Understanding Codd's 12-Rule Relational Database Definition

Dr. Edgar F. Codd published the first theoretical model of a relational database in an article entitled "A Relational Model of Data for Large Shared Data Banks" in the Communications of the ACM in 1970. The relational model was theoretical at the time because all commercially available database management systems were based on either the hierarchical or the network database models. Although Dr. Codd worked for IBM, it was Oracle that brought the first database based on the relational model to market in 1980—10 years later! While Dr. Codd's 12 rules are the semi-official definition of a relational database, and while many commercial databases call themselves relational today, no relational database follows all 12 rules.
Codd's 12 rules to define a relational database are:
  1. The Information Rule. All information in a relational database must be represented in one and only one way, by values in columns within rows of tables. SQL satisfies this rule.
  2. The Guaranteed Access Rule. Each and every datum (or individual column value in a row) must be logically addressable by specifying the name of the table, primary key value, and column name. When addressing a data item, the name of the table identifies which database table contains the item, the column identifies a specific item in a row of the named table, and the primary key identifies a single row within a table. SQL follows this rule for tables with primary keys. However, SQL does not require that a table have a key.
  3. Systematic Treatment of Null Values. The relational database management system must be able to represent missing and inapplicable information in a systematic way that is independent of data type, different than that used to show empty character strings or a strings of blank characters, and distinct from zero or any other number. SQL uses NULL to represent both missing and inapplicable information—as you will learn later, NULL is not zero, nor is it an empty string.
  4. Dynamic Online Catalog Based on the Relational Model. The database catalog (or description) is represented in the same manner as ordinary data (using tables), so authorized users can use the same relational language to work with the online catalog and regular data. SQL does this through system tables whose columns describe the structure of the database.
  5. Comprehensive Data Sublanguage Rule. The system may support more than one language, but at least one language must have a well-defined syntax that is based on character strings and that can be used both interactively and within application programs.
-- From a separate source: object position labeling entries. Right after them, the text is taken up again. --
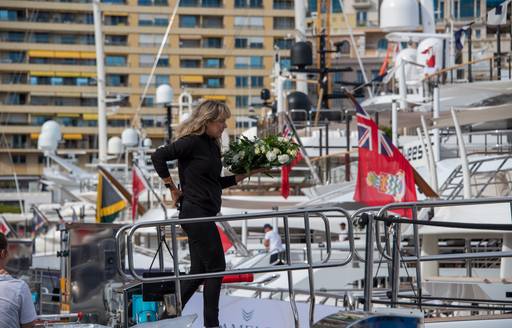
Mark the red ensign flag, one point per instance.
(383, 175)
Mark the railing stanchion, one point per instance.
(395, 273)
(177, 288)
(368, 272)
(310, 270)
(291, 291)
(417, 250)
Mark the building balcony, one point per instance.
(362, 4)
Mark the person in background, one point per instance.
(197, 149)
(16, 307)
(344, 233)
(273, 244)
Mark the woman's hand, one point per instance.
(240, 177)
(176, 195)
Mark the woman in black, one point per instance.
(197, 149)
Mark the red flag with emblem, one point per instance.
(383, 175)
(137, 188)
(4, 227)
(226, 242)
(285, 169)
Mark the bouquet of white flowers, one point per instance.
(245, 155)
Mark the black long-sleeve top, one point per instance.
(199, 168)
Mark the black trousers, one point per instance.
(206, 255)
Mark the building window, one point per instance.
(285, 62)
(112, 60)
(156, 20)
(241, 101)
(212, 22)
(212, 43)
(361, 18)
(254, 22)
(256, 81)
(212, 3)
(256, 62)
(190, 43)
(19, 159)
(19, 140)
(283, 43)
(282, 4)
(214, 82)
(248, 3)
(241, 81)
(251, 42)
(382, 44)
(189, 21)
(190, 63)
(189, 3)
(150, 39)
(41, 37)
(467, 8)
(117, 80)
(284, 23)
(359, 77)
(246, 62)
(213, 63)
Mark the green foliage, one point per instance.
(8, 208)
(245, 155)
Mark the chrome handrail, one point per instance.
(418, 258)
(310, 265)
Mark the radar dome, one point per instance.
(130, 137)
(412, 72)
(47, 142)
(147, 143)
(164, 94)
(429, 47)
(399, 15)
(115, 146)
(52, 128)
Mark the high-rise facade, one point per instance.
(217, 49)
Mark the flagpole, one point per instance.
(470, 55)
(498, 59)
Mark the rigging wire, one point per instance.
(136, 118)
(356, 51)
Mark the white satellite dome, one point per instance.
(115, 146)
(423, 52)
(399, 15)
(47, 142)
(130, 137)
(412, 72)
(184, 116)
(147, 143)
(164, 94)
(51, 128)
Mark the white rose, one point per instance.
(292, 152)
(282, 159)
(270, 156)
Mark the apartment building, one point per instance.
(217, 49)
(362, 16)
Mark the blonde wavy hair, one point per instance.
(207, 111)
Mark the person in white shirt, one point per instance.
(16, 307)
(273, 244)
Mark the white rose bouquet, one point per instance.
(245, 155)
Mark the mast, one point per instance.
(300, 35)
(100, 71)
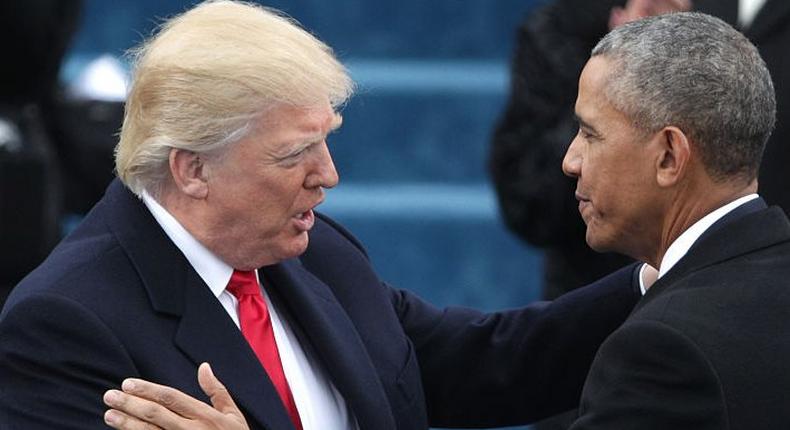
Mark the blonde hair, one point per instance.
(207, 74)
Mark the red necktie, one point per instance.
(256, 326)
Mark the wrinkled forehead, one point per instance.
(593, 83)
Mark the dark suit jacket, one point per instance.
(118, 299)
(707, 347)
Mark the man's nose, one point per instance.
(324, 174)
(572, 162)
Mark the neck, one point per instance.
(689, 206)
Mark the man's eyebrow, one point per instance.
(337, 121)
(584, 124)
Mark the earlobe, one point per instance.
(672, 162)
(189, 173)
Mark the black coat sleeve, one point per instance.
(512, 367)
(649, 376)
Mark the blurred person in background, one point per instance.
(208, 249)
(34, 36)
(536, 199)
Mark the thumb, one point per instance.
(217, 393)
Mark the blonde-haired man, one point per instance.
(222, 160)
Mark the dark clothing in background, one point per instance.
(34, 36)
(770, 32)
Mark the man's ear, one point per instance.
(189, 173)
(675, 153)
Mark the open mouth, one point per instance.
(305, 220)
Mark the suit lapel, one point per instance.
(205, 332)
(336, 341)
(741, 231)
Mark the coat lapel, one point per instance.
(744, 230)
(328, 329)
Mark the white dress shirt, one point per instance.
(747, 10)
(320, 405)
(680, 247)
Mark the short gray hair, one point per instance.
(696, 72)
(208, 74)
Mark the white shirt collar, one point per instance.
(683, 243)
(214, 272)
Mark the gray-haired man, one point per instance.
(673, 114)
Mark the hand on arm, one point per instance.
(145, 405)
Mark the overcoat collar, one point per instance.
(748, 227)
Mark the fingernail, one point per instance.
(112, 397)
(111, 417)
(128, 385)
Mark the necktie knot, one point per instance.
(243, 283)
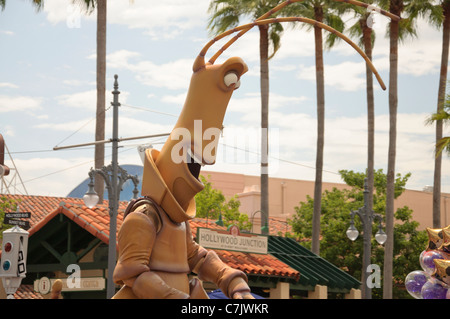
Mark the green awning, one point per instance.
(314, 270)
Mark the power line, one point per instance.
(148, 110)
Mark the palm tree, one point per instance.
(398, 30)
(443, 116)
(439, 16)
(321, 11)
(99, 156)
(226, 14)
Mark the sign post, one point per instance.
(232, 240)
(14, 259)
(15, 219)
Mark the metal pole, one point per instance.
(366, 217)
(113, 195)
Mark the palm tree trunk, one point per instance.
(320, 88)
(101, 89)
(367, 39)
(264, 78)
(439, 124)
(393, 103)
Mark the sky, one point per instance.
(48, 94)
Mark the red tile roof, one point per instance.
(27, 292)
(96, 222)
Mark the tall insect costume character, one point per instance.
(156, 247)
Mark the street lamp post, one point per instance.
(264, 228)
(114, 177)
(218, 222)
(367, 217)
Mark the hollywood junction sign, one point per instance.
(232, 240)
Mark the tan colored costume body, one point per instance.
(156, 248)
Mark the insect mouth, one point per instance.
(193, 166)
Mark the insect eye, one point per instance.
(231, 78)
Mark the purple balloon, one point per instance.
(427, 260)
(433, 289)
(414, 282)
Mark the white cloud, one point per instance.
(163, 19)
(19, 103)
(8, 85)
(173, 75)
(7, 32)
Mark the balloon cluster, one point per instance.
(433, 281)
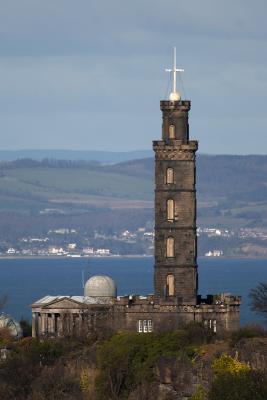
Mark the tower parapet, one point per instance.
(175, 204)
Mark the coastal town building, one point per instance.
(175, 301)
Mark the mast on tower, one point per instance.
(174, 95)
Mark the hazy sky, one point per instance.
(89, 74)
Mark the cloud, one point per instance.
(69, 69)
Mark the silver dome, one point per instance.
(11, 324)
(100, 286)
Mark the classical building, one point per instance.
(176, 300)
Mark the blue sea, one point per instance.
(27, 280)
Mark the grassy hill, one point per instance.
(232, 192)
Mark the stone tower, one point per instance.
(175, 204)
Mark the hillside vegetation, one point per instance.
(190, 363)
(38, 196)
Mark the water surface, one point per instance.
(26, 280)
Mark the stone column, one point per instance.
(34, 325)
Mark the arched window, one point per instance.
(171, 132)
(170, 210)
(169, 176)
(170, 247)
(170, 285)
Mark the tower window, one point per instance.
(171, 132)
(170, 247)
(170, 210)
(145, 326)
(170, 285)
(169, 176)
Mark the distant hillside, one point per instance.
(100, 156)
(232, 190)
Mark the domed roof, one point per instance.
(11, 324)
(100, 286)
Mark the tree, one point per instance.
(258, 297)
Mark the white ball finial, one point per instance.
(175, 96)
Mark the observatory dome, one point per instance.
(100, 286)
(9, 323)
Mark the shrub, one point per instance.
(128, 360)
(248, 331)
(249, 385)
(228, 364)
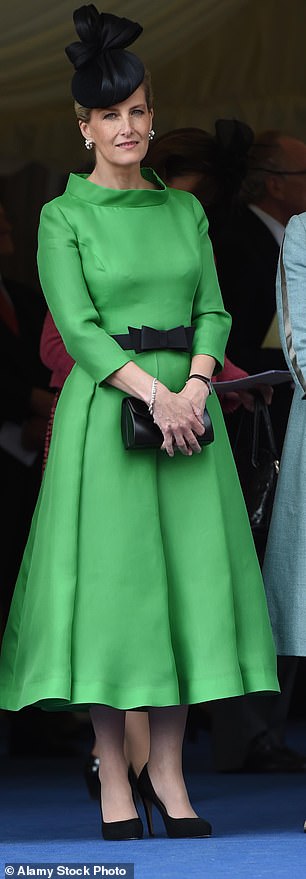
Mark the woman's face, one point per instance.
(121, 133)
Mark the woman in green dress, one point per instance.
(139, 584)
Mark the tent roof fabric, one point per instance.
(208, 58)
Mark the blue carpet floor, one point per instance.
(47, 817)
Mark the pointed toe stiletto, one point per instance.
(176, 828)
(131, 828)
(122, 830)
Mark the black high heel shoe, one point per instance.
(118, 831)
(176, 828)
(91, 775)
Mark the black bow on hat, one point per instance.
(106, 73)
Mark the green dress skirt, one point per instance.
(140, 583)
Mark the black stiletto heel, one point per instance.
(175, 827)
(131, 828)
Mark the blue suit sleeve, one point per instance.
(291, 299)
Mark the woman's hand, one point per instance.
(179, 417)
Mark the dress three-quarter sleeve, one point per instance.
(291, 299)
(67, 296)
(209, 317)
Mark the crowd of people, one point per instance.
(136, 552)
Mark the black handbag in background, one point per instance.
(258, 469)
(139, 431)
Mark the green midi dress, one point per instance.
(139, 584)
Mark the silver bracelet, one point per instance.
(203, 378)
(153, 395)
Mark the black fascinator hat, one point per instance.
(106, 73)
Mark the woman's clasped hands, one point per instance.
(180, 417)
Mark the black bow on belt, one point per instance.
(148, 339)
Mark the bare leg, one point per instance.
(116, 796)
(167, 727)
(137, 739)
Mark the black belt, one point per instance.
(148, 339)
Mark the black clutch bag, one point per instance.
(258, 467)
(139, 431)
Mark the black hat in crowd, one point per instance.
(105, 72)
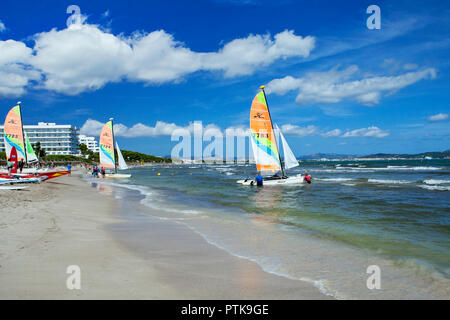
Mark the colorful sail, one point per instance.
(31, 155)
(13, 133)
(264, 146)
(107, 159)
(122, 164)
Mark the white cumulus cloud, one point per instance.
(332, 133)
(336, 85)
(438, 117)
(15, 71)
(85, 57)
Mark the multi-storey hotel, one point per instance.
(90, 142)
(54, 138)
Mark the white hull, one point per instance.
(295, 180)
(117, 175)
(12, 188)
(34, 170)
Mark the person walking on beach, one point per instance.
(9, 165)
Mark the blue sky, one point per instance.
(333, 85)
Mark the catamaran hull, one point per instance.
(117, 175)
(295, 180)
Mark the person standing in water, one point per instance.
(307, 177)
(9, 165)
(259, 179)
(20, 165)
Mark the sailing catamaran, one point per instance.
(265, 149)
(107, 156)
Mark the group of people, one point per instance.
(96, 171)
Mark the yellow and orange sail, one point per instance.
(262, 137)
(107, 159)
(13, 133)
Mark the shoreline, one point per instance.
(50, 226)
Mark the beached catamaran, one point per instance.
(265, 149)
(18, 146)
(107, 156)
(15, 136)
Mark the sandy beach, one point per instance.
(52, 225)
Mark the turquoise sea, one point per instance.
(392, 214)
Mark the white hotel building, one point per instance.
(90, 142)
(54, 138)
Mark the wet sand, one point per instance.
(122, 252)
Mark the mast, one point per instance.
(114, 146)
(19, 103)
(271, 123)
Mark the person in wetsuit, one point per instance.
(307, 177)
(259, 179)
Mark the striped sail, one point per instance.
(31, 155)
(262, 137)
(122, 164)
(107, 159)
(13, 134)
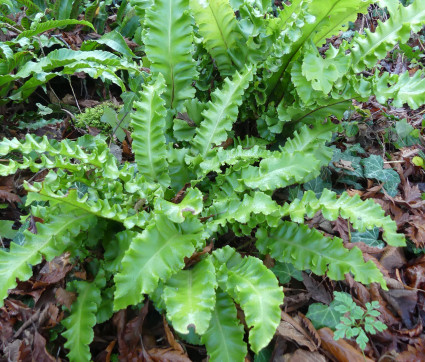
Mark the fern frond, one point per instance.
(221, 112)
(281, 171)
(362, 214)
(256, 290)
(62, 152)
(231, 209)
(235, 156)
(154, 255)
(403, 89)
(192, 203)
(51, 239)
(367, 49)
(189, 297)
(100, 207)
(224, 337)
(307, 248)
(333, 15)
(148, 136)
(220, 31)
(31, 6)
(79, 325)
(168, 45)
(312, 141)
(52, 24)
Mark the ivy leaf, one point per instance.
(6, 230)
(285, 272)
(374, 169)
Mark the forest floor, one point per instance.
(378, 142)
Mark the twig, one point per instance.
(73, 93)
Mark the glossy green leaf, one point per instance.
(307, 248)
(189, 297)
(224, 337)
(155, 254)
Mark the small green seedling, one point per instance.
(356, 322)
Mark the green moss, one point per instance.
(91, 117)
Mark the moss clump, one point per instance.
(91, 117)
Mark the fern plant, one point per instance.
(187, 185)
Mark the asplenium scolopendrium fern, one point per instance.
(128, 210)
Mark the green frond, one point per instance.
(282, 170)
(366, 50)
(51, 240)
(148, 122)
(52, 24)
(403, 89)
(256, 290)
(155, 254)
(192, 204)
(220, 31)
(189, 297)
(362, 214)
(231, 209)
(79, 325)
(221, 112)
(168, 46)
(312, 141)
(307, 248)
(224, 337)
(98, 207)
(62, 153)
(236, 156)
(333, 15)
(32, 8)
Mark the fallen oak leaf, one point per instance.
(341, 350)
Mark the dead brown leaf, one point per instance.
(65, 298)
(39, 351)
(301, 355)
(170, 337)
(167, 355)
(341, 350)
(291, 330)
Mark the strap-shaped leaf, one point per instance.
(192, 203)
(101, 207)
(220, 30)
(333, 15)
(281, 171)
(231, 209)
(403, 89)
(236, 156)
(224, 337)
(189, 297)
(367, 49)
(148, 136)
(257, 291)
(99, 155)
(324, 20)
(312, 140)
(221, 112)
(168, 45)
(307, 248)
(52, 24)
(362, 214)
(51, 240)
(154, 255)
(79, 325)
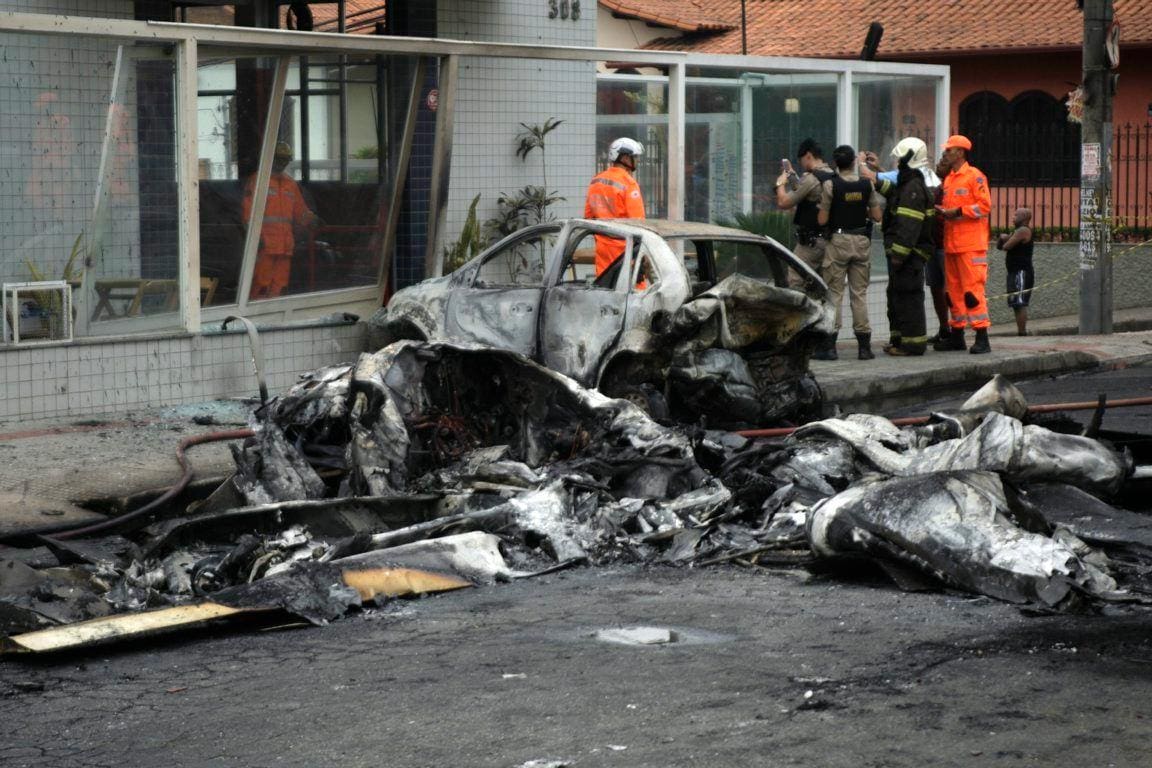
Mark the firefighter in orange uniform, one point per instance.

The language must support:
    • Data definitions
    • View definitions
    • Data manipulation (both update and retrieval)
    • Security
    • Integrity constraints
    • Transaction management operations (Begin, Commit, Rollback)
    SQL Data Manipulation Language (DML) (which can be used both interactively and in application programs) has statements that perform all of the required operations.
  6. View Updating Rule. All views that are theoretically updateable must be updateable by the system. (Views are virtual tables that give users different "pictures" or representations of the database structure.) SQL does not fully satisfy this rule in that it limits updateable views to those based on queries on a single table without GROUP BY or HAVING clauses; it also has no aggregate functions, no calculated columns, and no SELECT DISTINCT clause. Moreover, the view must contain a key of the table, and any columns excluded from the view must be NULL-able in the base table.
  7. High-Level Insert, Update, and Delete. The system must support multiple-row and table (set-at-a-time) Insert, Update, and Delete operations. SQL does this by treating rows as sets in Insert, Update, and Delete operations. Rule 7 is designed to exclude systems that support only row-at-a-time navigation and modification of the database, such as that required by the hierarchical and network database models. SQL fully satisfies this rule.
  8. Physical Data Independence. Application programs and interactive database access methods don't have to change due to a change in the physical storage device or method used to retrieve data from that device. SQL does this well.
  9. Logical Data Independence. Application programs and interactive database access methods don't have to change if tables are changed in a way that preserves the original table values. SQL satisfies this requirement—the results of queries and action taken by statements do not depend on the arrangement of columns in a row, the position of rows in a table, or the structure used to represent the table inside the computer system.
  10. Integrity Independence. All integrity constraints specific to a particular relational database must be definable in the relational sub-language, be specified outside of the application programs, and stored in the database catalogue. SQL-92 has integrity independence.
  11. Distribution Independence. Applications and end users should not be aware of whether the database data exists in a single location or whether it is replicated on and distributed among many computers on a network. Thus, the database language must be able to use the same commands to query and manipulate distributed data located on both local and remote computer systems. Distributed SQL database products are relatively new, so the jury is still out as to how well they will satisfy this criterion.
  12. The Nonsubversion Rule. If the system provides a low-level (record-at-a-time) interface, the low-level statements cannot be used to bypass integrity rules and constraints expressed in the high-level (set-at-a-time) language. SQL-92 complies with this rule. Although one can write statements that affect individual table rows, the system will still enforce security and referential integrity rules.
Just as no SQL DBMS complies with all of the specifications in the SQL-92 standard, none of the commercially available relational databases follow all of Codd's 12 rules. Rather than comparing scorecards on the number of Codd's rules a relational database satisfies, companies normally select a particular database product based on performance, features, availability of development tools, and quality of vendor support. However, Codd's rules are important from a historical prospective, and they do help you decide whether a DBMS is based on the relational model.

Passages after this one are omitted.